What matters is the natural, physical, lip accent of the word: open your lips and let it come out (become obscene). What I’m madly seeking is to have the word – the magic, the mythical? The Beast – enchanted, except bound by his ugliness – loves Beauty. Nice obviously doesn’t love the Beast, but, ultimately, defeated, she sends him the magic word: “I love you, Monster.” Immediately, through the exquisite fissure of a grab, a new subject appears. …

I love you, it’s energetic. It is confirmed as a force against other forces. What forces? A thousand or two forces exist in the world where they are, all of them, forces of ingstance (or science, or public[δόξα] opinion, or reality, or logic, etc.). Or even: vis-à-vis the language body. The amen is at the limit of the language instrument, does not participate in its system and removes its “inactive cloak”. “Similar and erotic pronunciation (I love you) stands at the limit of syntax, accepts the identity (I love you will say I love you), excludes the slaviness of the Phrase (it is just a whole phrase).

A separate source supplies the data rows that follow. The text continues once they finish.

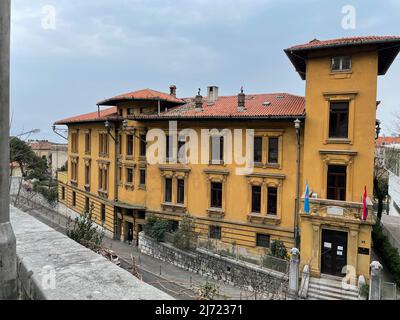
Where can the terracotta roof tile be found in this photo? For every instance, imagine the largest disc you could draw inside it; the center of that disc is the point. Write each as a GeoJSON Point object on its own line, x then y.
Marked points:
{"type": "Point", "coordinates": [145, 94]}
{"type": "Point", "coordinates": [90, 117]}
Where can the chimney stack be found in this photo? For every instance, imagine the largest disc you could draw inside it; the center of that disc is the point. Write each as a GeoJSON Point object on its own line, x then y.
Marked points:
{"type": "Point", "coordinates": [212, 94]}
{"type": "Point", "coordinates": [241, 101]}
{"type": "Point", "coordinates": [172, 90]}
{"type": "Point", "coordinates": [199, 102]}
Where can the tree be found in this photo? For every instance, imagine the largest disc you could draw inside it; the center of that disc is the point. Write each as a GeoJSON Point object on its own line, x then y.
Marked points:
{"type": "Point", "coordinates": [84, 231]}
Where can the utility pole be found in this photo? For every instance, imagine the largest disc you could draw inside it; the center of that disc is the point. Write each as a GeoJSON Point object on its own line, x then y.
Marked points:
{"type": "Point", "coordinates": [8, 257]}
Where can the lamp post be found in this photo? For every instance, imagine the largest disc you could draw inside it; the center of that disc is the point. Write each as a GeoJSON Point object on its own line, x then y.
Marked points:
{"type": "Point", "coordinates": [297, 126]}
{"type": "Point", "coordinates": [8, 257]}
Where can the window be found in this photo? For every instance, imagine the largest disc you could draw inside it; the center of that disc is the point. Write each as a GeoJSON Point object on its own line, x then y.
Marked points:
{"type": "Point", "coordinates": [87, 205]}
{"type": "Point", "coordinates": [142, 177]}
{"type": "Point", "coordinates": [273, 148]}
{"type": "Point", "coordinates": [87, 174]}
{"type": "Point", "coordinates": [338, 119]}
{"type": "Point", "coordinates": [341, 63]}
{"type": "Point", "coordinates": [215, 232]}
{"type": "Point", "coordinates": [103, 213]}
{"type": "Point", "coordinates": [74, 142]}
{"type": "Point", "coordinates": [263, 240]}
{"type": "Point", "coordinates": [129, 145]}
{"type": "Point", "coordinates": [216, 195]}
{"type": "Point", "coordinates": [258, 149]}
{"type": "Point", "coordinates": [87, 143]}
{"type": "Point", "coordinates": [272, 200]}
{"type": "Point", "coordinates": [217, 149]}
{"type": "Point", "coordinates": [336, 189]}
{"type": "Point", "coordinates": [129, 176]}
{"type": "Point", "coordinates": [256, 199]}
{"type": "Point", "coordinates": [168, 190]}
{"type": "Point", "coordinates": [103, 144]}
{"type": "Point", "coordinates": [181, 191]}
{"type": "Point", "coordinates": [143, 145]}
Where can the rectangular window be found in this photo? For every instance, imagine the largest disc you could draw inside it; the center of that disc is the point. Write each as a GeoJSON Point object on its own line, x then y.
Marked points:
{"type": "Point", "coordinates": [273, 150]}
{"type": "Point", "coordinates": [216, 195]}
{"type": "Point", "coordinates": [87, 205]}
{"type": "Point", "coordinates": [215, 232]}
{"type": "Point", "coordinates": [143, 145]}
{"type": "Point", "coordinates": [129, 145]}
{"type": "Point", "coordinates": [87, 143]}
{"type": "Point", "coordinates": [129, 176]}
{"type": "Point", "coordinates": [338, 119]}
{"type": "Point", "coordinates": [272, 200]}
{"type": "Point", "coordinates": [168, 190]}
{"type": "Point", "coordinates": [336, 189]}
{"type": "Point", "coordinates": [256, 199]}
{"type": "Point", "coordinates": [181, 191]}
{"type": "Point", "coordinates": [103, 213]}
{"type": "Point", "coordinates": [263, 240]}
{"type": "Point", "coordinates": [142, 177]}
{"type": "Point", "coordinates": [217, 149]}
{"type": "Point", "coordinates": [258, 149]}
{"type": "Point", "coordinates": [341, 63]}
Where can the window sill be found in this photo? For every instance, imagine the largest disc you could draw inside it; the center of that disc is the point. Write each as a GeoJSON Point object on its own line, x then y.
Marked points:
{"type": "Point", "coordinates": [337, 141]}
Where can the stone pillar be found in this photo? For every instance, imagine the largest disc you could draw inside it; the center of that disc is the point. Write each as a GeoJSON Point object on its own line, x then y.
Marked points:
{"type": "Point", "coordinates": [375, 284]}
{"type": "Point", "coordinates": [294, 272]}
{"type": "Point", "coordinates": [8, 257]}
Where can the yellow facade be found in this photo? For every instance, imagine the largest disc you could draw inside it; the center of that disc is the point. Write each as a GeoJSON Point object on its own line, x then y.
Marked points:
{"type": "Point", "coordinates": [127, 203]}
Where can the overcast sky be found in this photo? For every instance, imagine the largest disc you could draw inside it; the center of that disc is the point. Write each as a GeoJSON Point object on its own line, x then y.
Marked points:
{"type": "Point", "coordinates": [100, 48]}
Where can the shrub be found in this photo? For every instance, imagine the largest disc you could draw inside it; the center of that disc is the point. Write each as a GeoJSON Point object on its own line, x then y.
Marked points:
{"type": "Point", "coordinates": [389, 254]}
{"type": "Point", "coordinates": [156, 228]}
{"type": "Point", "coordinates": [185, 237]}
{"type": "Point", "coordinates": [278, 249]}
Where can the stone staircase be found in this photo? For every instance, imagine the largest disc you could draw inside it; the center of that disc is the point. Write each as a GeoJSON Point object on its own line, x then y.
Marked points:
{"type": "Point", "coordinates": [330, 288]}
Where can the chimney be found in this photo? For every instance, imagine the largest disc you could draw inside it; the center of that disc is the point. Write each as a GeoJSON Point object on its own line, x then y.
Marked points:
{"type": "Point", "coordinates": [212, 94]}
{"type": "Point", "coordinates": [241, 101]}
{"type": "Point", "coordinates": [199, 102]}
{"type": "Point", "coordinates": [172, 90]}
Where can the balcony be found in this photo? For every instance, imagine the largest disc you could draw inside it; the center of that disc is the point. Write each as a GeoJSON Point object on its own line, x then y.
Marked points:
{"type": "Point", "coordinates": [346, 211]}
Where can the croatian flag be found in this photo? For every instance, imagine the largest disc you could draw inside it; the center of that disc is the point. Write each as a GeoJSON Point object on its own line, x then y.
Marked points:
{"type": "Point", "coordinates": [365, 209]}
{"type": "Point", "coordinates": [307, 199]}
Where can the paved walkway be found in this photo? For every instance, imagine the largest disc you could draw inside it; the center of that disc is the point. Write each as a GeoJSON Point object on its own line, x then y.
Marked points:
{"type": "Point", "coordinates": [177, 282]}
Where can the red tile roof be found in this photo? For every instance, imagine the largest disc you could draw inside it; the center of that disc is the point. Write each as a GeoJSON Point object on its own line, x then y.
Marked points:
{"type": "Point", "coordinates": [145, 94]}
{"type": "Point", "coordinates": [318, 44]}
{"type": "Point", "coordinates": [387, 141]}
{"type": "Point", "coordinates": [90, 117]}
{"type": "Point", "coordinates": [276, 105]}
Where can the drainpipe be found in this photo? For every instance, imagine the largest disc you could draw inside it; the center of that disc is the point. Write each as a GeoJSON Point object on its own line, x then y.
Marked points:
{"type": "Point", "coordinates": [8, 256]}
{"type": "Point", "coordinates": [297, 125]}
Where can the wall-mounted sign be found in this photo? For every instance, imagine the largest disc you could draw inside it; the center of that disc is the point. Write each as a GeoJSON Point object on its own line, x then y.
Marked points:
{"type": "Point", "coordinates": [363, 251]}
{"type": "Point", "coordinates": [335, 211]}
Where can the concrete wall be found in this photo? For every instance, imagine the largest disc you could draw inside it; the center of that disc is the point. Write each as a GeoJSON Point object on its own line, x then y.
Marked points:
{"type": "Point", "coordinates": [53, 267]}
{"type": "Point", "coordinates": [237, 273]}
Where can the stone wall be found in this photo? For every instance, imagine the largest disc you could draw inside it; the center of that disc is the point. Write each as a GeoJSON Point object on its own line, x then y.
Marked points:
{"type": "Point", "coordinates": [237, 273]}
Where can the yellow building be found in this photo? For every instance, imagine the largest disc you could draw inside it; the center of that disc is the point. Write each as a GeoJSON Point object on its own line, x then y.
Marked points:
{"type": "Point", "coordinates": [120, 162]}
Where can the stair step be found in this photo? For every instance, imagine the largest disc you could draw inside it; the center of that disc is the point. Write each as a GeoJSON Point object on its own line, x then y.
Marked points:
{"type": "Point", "coordinates": [337, 290]}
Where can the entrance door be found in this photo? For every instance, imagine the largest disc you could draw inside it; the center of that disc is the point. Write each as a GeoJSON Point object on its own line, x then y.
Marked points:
{"type": "Point", "coordinates": [333, 252]}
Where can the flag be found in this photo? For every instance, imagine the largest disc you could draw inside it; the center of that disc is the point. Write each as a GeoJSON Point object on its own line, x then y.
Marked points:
{"type": "Point", "coordinates": [365, 209]}
{"type": "Point", "coordinates": [307, 200]}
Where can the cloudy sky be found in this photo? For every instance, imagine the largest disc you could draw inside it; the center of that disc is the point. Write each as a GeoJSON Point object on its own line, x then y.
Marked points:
{"type": "Point", "coordinates": [63, 63]}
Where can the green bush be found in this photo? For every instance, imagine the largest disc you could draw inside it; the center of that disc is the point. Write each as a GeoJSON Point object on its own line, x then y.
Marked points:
{"type": "Point", "coordinates": [278, 249]}
{"type": "Point", "coordinates": [388, 253]}
{"type": "Point", "coordinates": [156, 228]}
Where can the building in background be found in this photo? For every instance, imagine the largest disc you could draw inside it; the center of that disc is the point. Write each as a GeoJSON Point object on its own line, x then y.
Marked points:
{"type": "Point", "coordinates": [108, 167]}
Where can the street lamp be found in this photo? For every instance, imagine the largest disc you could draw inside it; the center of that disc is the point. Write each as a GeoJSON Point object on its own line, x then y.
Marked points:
{"type": "Point", "coordinates": [297, 126]}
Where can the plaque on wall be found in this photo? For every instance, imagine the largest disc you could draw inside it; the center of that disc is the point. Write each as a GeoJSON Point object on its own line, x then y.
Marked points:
{"type": "Point", "coordinates": [363, 251]}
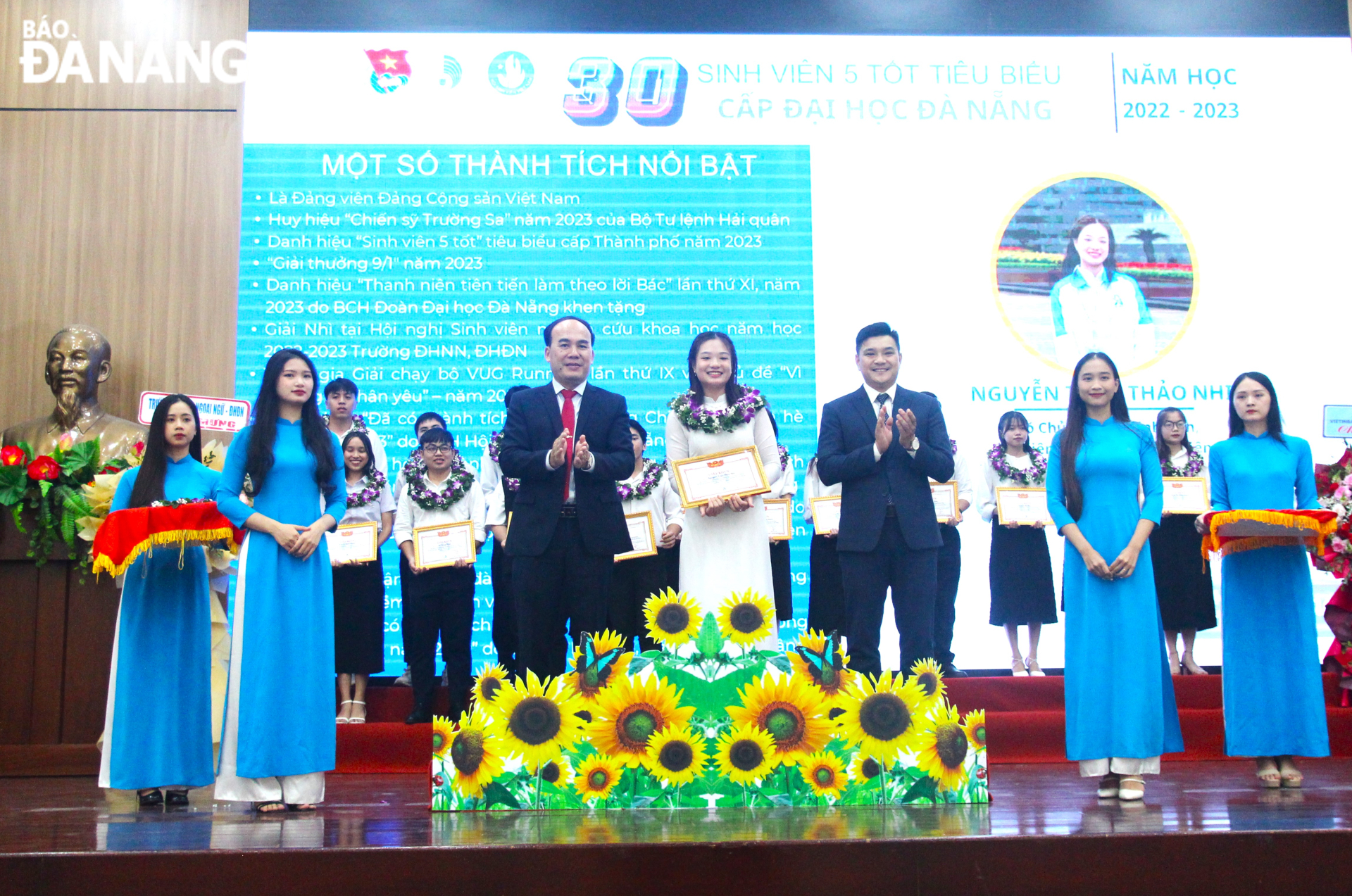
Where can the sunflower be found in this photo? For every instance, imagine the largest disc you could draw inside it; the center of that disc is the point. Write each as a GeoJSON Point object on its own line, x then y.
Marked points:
{"type": "Point", "coordinates": [745, 618]}
{"type": "Point", "coordinates": [824, 772]}
{"type": "Point", "coordinates": [883, 715]}
{"type": "Point", "coordinates": [943, 747]}
{"type": "Point", "coordinates": [472, 756]}
{"type": "Point", "coordinates": [589, 679]}
{"type": "Point", "coordinates": [790, 709]}
{"type": "Point", "coordinates": [630, 712]}
{"type": "Point", "coordinates": [745, 753]}
{"type": "Point", "coordinates": [537, 719]}
{"type": "Point", "coordinates": [832, 677]}
{"type": "Point", "coordinates": [676, 755]}
{"type": "Point", "coordinates": [596, 776]}
{"type": "Point", "coordinates": [974, 724]}
{"type": "Point", "coordinates": [672, 619]}
{"type": "Point", "coordinates": [490, 681]}
{"type": "Point", "coordinates": [930, 679]}
{"type": "Point", "coordinates": [442, 728]}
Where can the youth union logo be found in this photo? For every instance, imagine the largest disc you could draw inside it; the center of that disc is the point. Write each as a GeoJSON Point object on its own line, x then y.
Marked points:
{"type": "Point", "coordinates": [391, 69]}
{"type": "Point", "coordinates": [510, 72]}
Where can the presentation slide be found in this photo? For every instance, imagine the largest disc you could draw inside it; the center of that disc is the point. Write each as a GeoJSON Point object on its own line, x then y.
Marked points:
{"type": "Point", "coordinates": [417, 207]}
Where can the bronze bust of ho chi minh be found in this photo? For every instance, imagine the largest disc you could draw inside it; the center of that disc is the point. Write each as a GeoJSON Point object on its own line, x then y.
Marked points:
{"type": "Point", "coordinates": [79, 358]}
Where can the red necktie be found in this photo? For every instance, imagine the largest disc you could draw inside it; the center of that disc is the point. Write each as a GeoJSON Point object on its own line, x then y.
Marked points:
{"type": "Point", "coordinates": [570, 423]}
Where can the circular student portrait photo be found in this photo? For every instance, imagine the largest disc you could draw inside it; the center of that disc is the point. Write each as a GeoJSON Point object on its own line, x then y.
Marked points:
{"type": "Point", "coordinates": [1096, 264]}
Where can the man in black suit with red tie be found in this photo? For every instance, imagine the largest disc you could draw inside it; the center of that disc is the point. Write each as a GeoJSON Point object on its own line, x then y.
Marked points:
{"type": "Point", "coordinates": [568, 443]}
{"type": "Point", "coordinates": [883, 443]}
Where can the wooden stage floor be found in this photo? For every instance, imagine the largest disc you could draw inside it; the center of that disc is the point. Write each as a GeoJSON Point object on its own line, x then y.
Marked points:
{"type": "Point", "coordinates": [1203, 828]}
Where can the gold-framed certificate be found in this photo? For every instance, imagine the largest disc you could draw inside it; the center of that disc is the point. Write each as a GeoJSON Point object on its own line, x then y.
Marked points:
{"type": "Point", "coordinates": [1186, 495]}
{"type": "Point", "coordinates": [353, 543]}
{"type": "Point", "coordinates": [444, 545]}
{"type": "Point", "coordinates": [1021, 506]}
{"type": "Point", "coordinates": [736, 472]}
{"type": "Point", "coordinates": [946, 500]}
{"type": "Point", "coordinates": [642, 536]}
{"type": "Point", "coordinates": [827, 515]}
{"type": "Point", "coordinates": [779, 518]}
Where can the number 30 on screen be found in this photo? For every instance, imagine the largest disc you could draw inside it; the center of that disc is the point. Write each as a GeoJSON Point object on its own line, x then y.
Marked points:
{"type": "Point", "coordinates": [656, 91]}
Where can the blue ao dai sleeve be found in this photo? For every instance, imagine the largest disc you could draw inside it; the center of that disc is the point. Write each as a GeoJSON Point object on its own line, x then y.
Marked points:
{"type": "Point", "coordinates": [233, 480]}
{"type": "Point", "coordinates": [1055, 491]}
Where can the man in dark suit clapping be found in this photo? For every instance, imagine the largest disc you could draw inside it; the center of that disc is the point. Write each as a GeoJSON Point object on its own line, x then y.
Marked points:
{"type": "Point", "coordinates": [567, 442]}
{"type": "Point", "coordinates": [883, 443]}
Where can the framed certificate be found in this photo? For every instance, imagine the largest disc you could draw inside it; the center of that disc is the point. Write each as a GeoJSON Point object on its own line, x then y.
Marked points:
{"type": "Point", "coordinates": [444, 545]}
{"type": "Point", "coordinates": [353, 543]}
{"type": "Point", "coordinates": [779, 518]}
{"type": "Point", "coordinates": [946, 500]}
{"type": "Point", "coordinates": [1022, 506]}
{"type": "Point", "coordinates": [737, 472]}
{"type": "Point", "coordinates": [827, 514]}
{"type": "Point", "coordinates": [1186, 495]}
{"type": "Point", "coordinates": [642, 536]}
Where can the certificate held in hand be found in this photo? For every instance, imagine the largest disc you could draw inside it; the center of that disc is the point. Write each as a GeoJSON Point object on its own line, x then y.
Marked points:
{"type": "Point", "coordinates": [737, 472]}
{"type": "Point", "coordinates": [444, 545]}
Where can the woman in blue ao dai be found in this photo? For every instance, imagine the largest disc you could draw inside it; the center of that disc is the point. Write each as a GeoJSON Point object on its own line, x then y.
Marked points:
{"type": "Point", "coordinates": [157, 730]}
{"type": "Point", "coordinates": [279, 733]}
{"type": "Point", "coordinates": [1272, 693]}
{"type": "Point", "coordinates": [1120, 709]}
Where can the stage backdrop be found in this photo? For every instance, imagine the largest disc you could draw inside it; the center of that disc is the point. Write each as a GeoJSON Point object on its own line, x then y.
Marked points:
{"type": "Point", "coordinates": [418, 206]}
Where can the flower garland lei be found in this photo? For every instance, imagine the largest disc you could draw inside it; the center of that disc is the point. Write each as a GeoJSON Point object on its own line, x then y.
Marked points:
{"type": "Point", "coordinates": [721, 419]}
{"type": "Point", "coordinates": [423, 493]}
{"type": "Point", "coordinates": [371, 486]}
{"type": "Point", "coordinates": [495, 443]}
{"type": "Point", "coordinates": [1191, 468]}
{"type": "Point", "coordinates": [1037, 473]}
{"type": "Point", "coordinates": [645, 484]}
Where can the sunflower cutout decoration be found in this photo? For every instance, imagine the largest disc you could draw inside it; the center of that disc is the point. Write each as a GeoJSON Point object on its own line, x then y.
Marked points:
{"type": "Point", "coordinates": [672, 619]}
{"type": "Point", "coordinates": [472, 757]}
{"type": "Point", "coordinates": [745, 618]}
{"type": "Point", "coordinates": [676, 756]}
{"type": "Point", "coordinates": [824, 774]}
{"type": "Point", "coordinates": [598, 661]}
{"type": "Point", "coordinates": [630, 712]}
{"type": "Point", "coordinates": [745, 753]}
{"type": "Point", "coordinates": [883, 715]}
{"type": "Point", "coordinates": [442, 728]}
{"type": "Point", "coordinates": [537, 719]}
{"type": "Point", "coordinates": [490, 681]}
{"type": "Point", "coordinates": [818, 659]}
{"type": "Point", "coordinates": [790, 709]}
{"type": "Point", "coordinates": [930, 679]}
{"type": "Point", "coordinates": [596, 776]}
{"type": "Point", "coordinates": [974, 724]}
{"type": "Point", "coordinates": [943, 747]}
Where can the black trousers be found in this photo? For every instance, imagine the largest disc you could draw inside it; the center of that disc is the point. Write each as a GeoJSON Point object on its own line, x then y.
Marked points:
{"type": "Point", "coordinates": [505, 611]}
{"type": "Point", "coordinates": [946, 596]}
{"type": "Point", "coordinates": [439, 603]}
{"type": "Point", "coordinates": [564, 591]}
{"type": "Point", "coordinates": [912, 574]}
{"type": "Point", "coordinates": [632, 583]}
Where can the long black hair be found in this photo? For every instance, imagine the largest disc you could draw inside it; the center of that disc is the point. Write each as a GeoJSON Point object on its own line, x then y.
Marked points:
{"type": "Point", "coordinates": [1072, 254]}
{"type": "Point", "coordinates": [732, 391]}
{"type": "Point", "coordinates": [1072, 437]}
{"type": "Point", "coordinates": [1160, 445]}
{"type": "Point", "coordinates": [264, 434]}
{"type": "Point", "coordinates": [371, 456]}
{"type": "Point", "coordinates": [151, 479]}
{"type": "Point", "coordinates": [1274, 411]}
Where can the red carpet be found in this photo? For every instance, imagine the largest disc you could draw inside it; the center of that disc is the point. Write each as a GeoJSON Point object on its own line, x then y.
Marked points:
{"type": "Point", "coordinates": [1025, 722]}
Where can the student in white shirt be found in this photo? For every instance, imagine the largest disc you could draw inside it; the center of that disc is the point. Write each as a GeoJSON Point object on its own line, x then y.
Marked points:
{"type": "Point", "coordinates": [439, 600]}
{"type": "Point", "coordinates": [360, 588]}
{"type": "Point", "coordinates": [648, 490]}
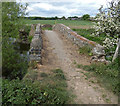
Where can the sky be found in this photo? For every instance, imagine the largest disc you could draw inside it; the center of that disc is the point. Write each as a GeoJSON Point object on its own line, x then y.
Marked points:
{"type": "Point", "coordinates": [52, 8]}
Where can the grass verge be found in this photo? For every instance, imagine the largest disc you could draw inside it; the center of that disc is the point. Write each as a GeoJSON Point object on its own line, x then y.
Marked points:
{"type": "Point", "coordinates": [107, 75]}
{"type": "Point", "coordinates": [87, 34]}
{"type": "Point", "coordinates": [51, 89]}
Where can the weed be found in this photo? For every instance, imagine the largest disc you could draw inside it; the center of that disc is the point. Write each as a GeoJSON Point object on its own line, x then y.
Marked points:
{"type": "Point", "coordinates": [30, 38]}
{"type": "Point", "coordinates": [85, 50]}
{"type": "Point", "coordinates": [107, 75]}
{"type": "Point", "coordinates": [74, 62]}
{"type": "Point", "coordinates": [79, 66]}
{"type": "Point", "coordinates": [43, 75]}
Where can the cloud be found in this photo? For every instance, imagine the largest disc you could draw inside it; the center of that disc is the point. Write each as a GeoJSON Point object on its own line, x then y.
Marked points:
{"type": "Point", "coordinates": [66, 8]}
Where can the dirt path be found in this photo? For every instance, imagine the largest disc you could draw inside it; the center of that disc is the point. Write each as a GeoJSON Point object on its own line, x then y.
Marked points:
{"type": "Point", "coordinates": [64, 54]}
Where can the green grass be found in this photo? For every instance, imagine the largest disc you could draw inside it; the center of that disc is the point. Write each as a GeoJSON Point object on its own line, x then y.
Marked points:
{"type": "Point", "coordinates": [53, 85]}
{"type": "Point", "coordinates": [87, 34]}
{"type": "Point", "coordinates": [85, 50]}
{"type": "Point", "coordinates": [47, 28]}
{"type": "Point", "coordinates": [65, 22]}
{"type": "Point", "coordinates": [107, 75]}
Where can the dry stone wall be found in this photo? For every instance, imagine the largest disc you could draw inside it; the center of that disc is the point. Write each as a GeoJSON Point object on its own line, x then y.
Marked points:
{"type": "Point", "coordinates": [97, 49]}
{"type": "Point", "coordinates": [36, 45]}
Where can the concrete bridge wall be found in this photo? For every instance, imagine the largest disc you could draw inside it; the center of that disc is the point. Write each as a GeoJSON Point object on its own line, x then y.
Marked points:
{"type": "Point", "coordinates": [79, 40]}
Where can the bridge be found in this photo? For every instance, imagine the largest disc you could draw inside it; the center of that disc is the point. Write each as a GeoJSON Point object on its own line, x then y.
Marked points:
{"type": "Point", "coordinates": [60, 47]}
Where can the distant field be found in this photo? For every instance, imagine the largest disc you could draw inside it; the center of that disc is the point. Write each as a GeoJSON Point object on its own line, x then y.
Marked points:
{"type": "Point", "coordinates": [71, 23]}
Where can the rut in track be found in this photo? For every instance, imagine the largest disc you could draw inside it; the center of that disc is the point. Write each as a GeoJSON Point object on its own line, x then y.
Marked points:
{"type": "Point", "coordinates": [66, 53]}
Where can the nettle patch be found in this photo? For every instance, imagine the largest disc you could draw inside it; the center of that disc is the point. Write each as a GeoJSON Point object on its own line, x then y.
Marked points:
{"type": "Point", "coordinates": [107, 23]}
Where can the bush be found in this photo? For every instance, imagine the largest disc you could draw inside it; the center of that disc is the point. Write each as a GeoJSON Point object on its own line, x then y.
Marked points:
{"type": "Point", "coordinates": [26, 92]}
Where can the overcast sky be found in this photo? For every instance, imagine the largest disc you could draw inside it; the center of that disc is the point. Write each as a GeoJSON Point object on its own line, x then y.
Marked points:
{"type": "Point", "coordinates": [48, 8]}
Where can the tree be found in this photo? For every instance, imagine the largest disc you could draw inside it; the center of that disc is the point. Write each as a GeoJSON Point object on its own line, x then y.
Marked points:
{"type": "Point", "coordinates": [108, 23]}
{"type": "Point", "coordinates": [63, 18]}
{"type": "Point", "coordinates": [86, 17]}
{"type": "Point", "coordinates": [12, 14]}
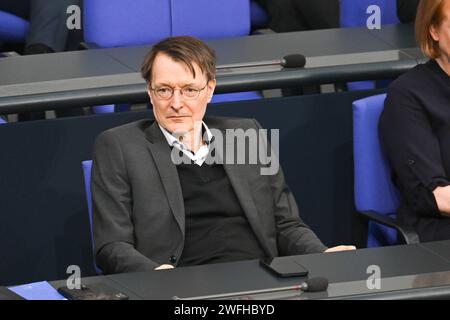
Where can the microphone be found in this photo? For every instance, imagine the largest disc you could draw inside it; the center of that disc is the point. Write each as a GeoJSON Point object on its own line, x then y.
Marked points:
{"type": "Point", "coordinates": [295, 60]}
{"type": "Point", "coordinates": [311, 285]}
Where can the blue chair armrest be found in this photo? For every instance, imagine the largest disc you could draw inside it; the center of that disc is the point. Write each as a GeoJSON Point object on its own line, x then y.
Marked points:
{"type": "Point", "coordinates": [408, 234]}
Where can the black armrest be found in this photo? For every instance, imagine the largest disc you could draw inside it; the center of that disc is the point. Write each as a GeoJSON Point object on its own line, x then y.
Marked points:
{"type": "Point", "coordinates": [408, 234]}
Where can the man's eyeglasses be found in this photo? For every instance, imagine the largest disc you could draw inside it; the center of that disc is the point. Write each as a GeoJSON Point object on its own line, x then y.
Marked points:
{"type": "Point", "coordinates": [166, 92]}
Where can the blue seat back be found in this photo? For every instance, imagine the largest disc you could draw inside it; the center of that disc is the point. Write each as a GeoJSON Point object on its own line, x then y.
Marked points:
{"type": "Point", "coordinates": [113, 23]}
{"type": "Point", "coordinates": [210, 19]}
{"type": "Point", "coordinates": [87, 168]}
{"type": "Point", "coordinates": [374, 190]}
{"type": "Point", "coordinates": [258, 16]}
{"type": "Point", "coordinates": [12, 28]}
{"type": "Point", "coordinates": [353, 13]}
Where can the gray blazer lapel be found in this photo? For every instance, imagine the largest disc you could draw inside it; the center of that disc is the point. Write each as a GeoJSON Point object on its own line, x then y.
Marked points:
{"type": "Point", "coordinates": [160, 151]}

As an accent, I love you, it’s not a point, but it works against points. The one who does not say I love you (who through his lips I love you does not want to pass), is doomed to emit the multiple, uncertain, dubious, sparing points of love, his markers, his “evidence”: gestures, glances, sighs, hints, elliptical shapes: he must surrender himself to interpretation. This subject is dominated by the counter-active principle of erotic points, it is alienated in the slave world of language in the sense that it does not say everything (slave is the one who has cut tongue and can only speak with nods, expressions, forms).

The “points” of love breed a huge counter-active literature: love is represented, it goes back to an aesthetic of the effects (after all, Apollo is the one who writes the erotic novels). As an antipoint, I love you belongs to the area of Dionysus: suffering is not denied (the same applies to grievance, disgust, grudge), but simply, by pronunciation, it is not internalized: I say I love you (and I repeat it), it means exterminating the counter-active element, I refer it to the deaf and mourning world of signs – verbal spins (world that I do not cease , however, never cross).